U of T is notorious for its lacklustre meal plans. In first year, friends who visited me from other universities were shocked to learn that my meal plan only covered my specific college dining hall and that alternative campus food options were often expensive, unappealing, or both.
Of course, the benefit of going to a school like U of T when you live or have class on the St. George Campus is that all manner of downtown Toronto eateries are a short 15-minute walk away. But this is little help when you have a day full of classes and only 15 minutes here or there to grab a bite to eat. As time goes on, we tend to find certain convenient places that become our go-to choices for food and, often more importantly, coffee. With this in mind, I checked out a number of on-campus food spots for all tastes and price ranges.
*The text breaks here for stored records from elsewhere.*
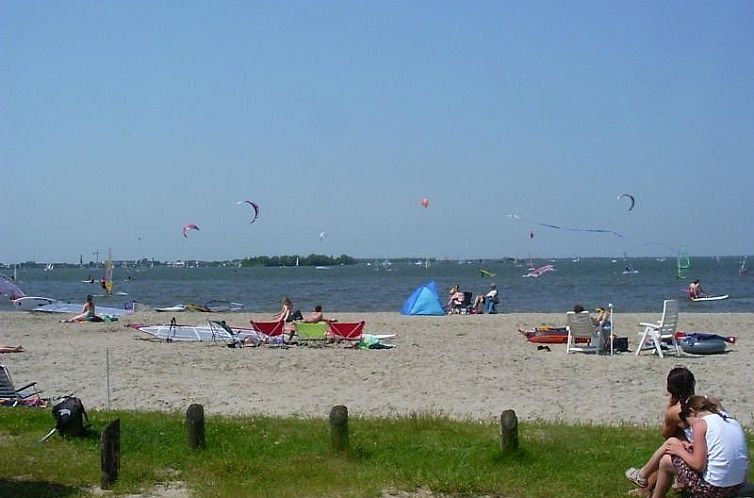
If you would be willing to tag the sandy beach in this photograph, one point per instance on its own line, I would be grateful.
(462, 366)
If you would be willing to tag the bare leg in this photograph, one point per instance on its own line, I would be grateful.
(664, 477)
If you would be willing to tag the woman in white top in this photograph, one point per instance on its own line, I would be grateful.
(714, 465)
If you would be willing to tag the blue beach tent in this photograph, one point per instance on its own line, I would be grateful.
(425, 300)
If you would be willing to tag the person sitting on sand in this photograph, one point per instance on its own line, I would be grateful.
(88, 312)
(285, 312)
(488, 301)
(713, 460)
(680, 384)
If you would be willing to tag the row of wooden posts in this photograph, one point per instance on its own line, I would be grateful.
(110, 437)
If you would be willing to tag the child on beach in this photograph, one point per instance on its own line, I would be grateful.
(713, 462)
(680, 384)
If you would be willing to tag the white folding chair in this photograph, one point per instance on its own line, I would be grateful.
(662, 330)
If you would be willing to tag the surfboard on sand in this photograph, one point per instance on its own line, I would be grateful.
(31, 303)
(58, 307)
(709, 298)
16 Bancroft Avenue, on the second floor of the GSU Building
The first thing to note about Harvest Noon is that it’s likely the quaintest lunch spot on campus.With its eclectic mix of furniture, knick-knacks, and coffee table books, it feels like walking into the apartment of a hip grad student. Once inside, you need only grab yourself a glass of water (served in mason jars, of course) and make your way over to claim an absurdly well-priced $5 student lunch, which changes weekly but is always locally sourced and delicious. The café is open 10:00–2:00 pm Monday through Friday, and it is in your best interest to get there early because they sometimes run out of food before the four hours are up. Seriously, wrangle up some friends and take them here — you will seem in-the-know, save money, and feel good about yourself all day. I mean, they make their own bread, for goodness’ sake.
Price range: $
Best item: The $5 student lunch, because it’s delicious, but also because it is $5
Good for: Cheap, local food served up by U of T students
95 St. George Street, to the right of the front entrance of the Rotman Commerce Building
I will admit to being obsessed with The Exchange for about a year now. It was once suggested to me as a meeting place for an interview, and I spent most of the conversation marveling at, firstly, how clean and beautiful it was, and secondly, the fact that I could get a restaurant-quality lunch for under $10. This week, I had the vegetable pasta (which was delicious and featured parmesan, roasted peppers, and fresh spinach), but I suspect I would have been equally happy with one of their daily panini, soups, or the southern chili. It is admittedly a bit more expensive than say, a Subway sandwich, but The Exchange consistently serves up fresh high-quality food, at a price that is equal to many other campus cafeterias. You will be eating amongst a lot of snazzy people in suits, but if you can deal with being a little underdressed and feel like spending a bit more on lunch, there is no better place to do so on campus.
Price range: $$
Best item:Depends: their butter chicken is ridiculous, but they also have all-day breakfast — and by all-day breakfast, I do in fact mean waffles with whipped cream
Good for:Relatively affordable delicious food, close to Robarts, so as to avoid the horrors of the Robarts cafeteria
2 Sussex Avenue, next to Robarts
The Innis Café is something I have often heard praised by my friends in the film program. With this in mind, I decided to finally go try it out. It was not the easiest task, as it is tucked away inside the Innis College main building, and with the current construction, I had to ask a friendly-looking professor for guidance. Once I got there, I asked what the most popular item on the menu was and, before the woman working the counter could respond, three students in the immediate vicinity called out “chicken kabobs!” and everyone else nodded in a surprisingly intense manner. It was good advice — I was presented with two delicious chicken kabobs and, frankly, an absurd amount of salad. If you can find the Innis Cafe, I highly recommend it for delicious eats and friendly service.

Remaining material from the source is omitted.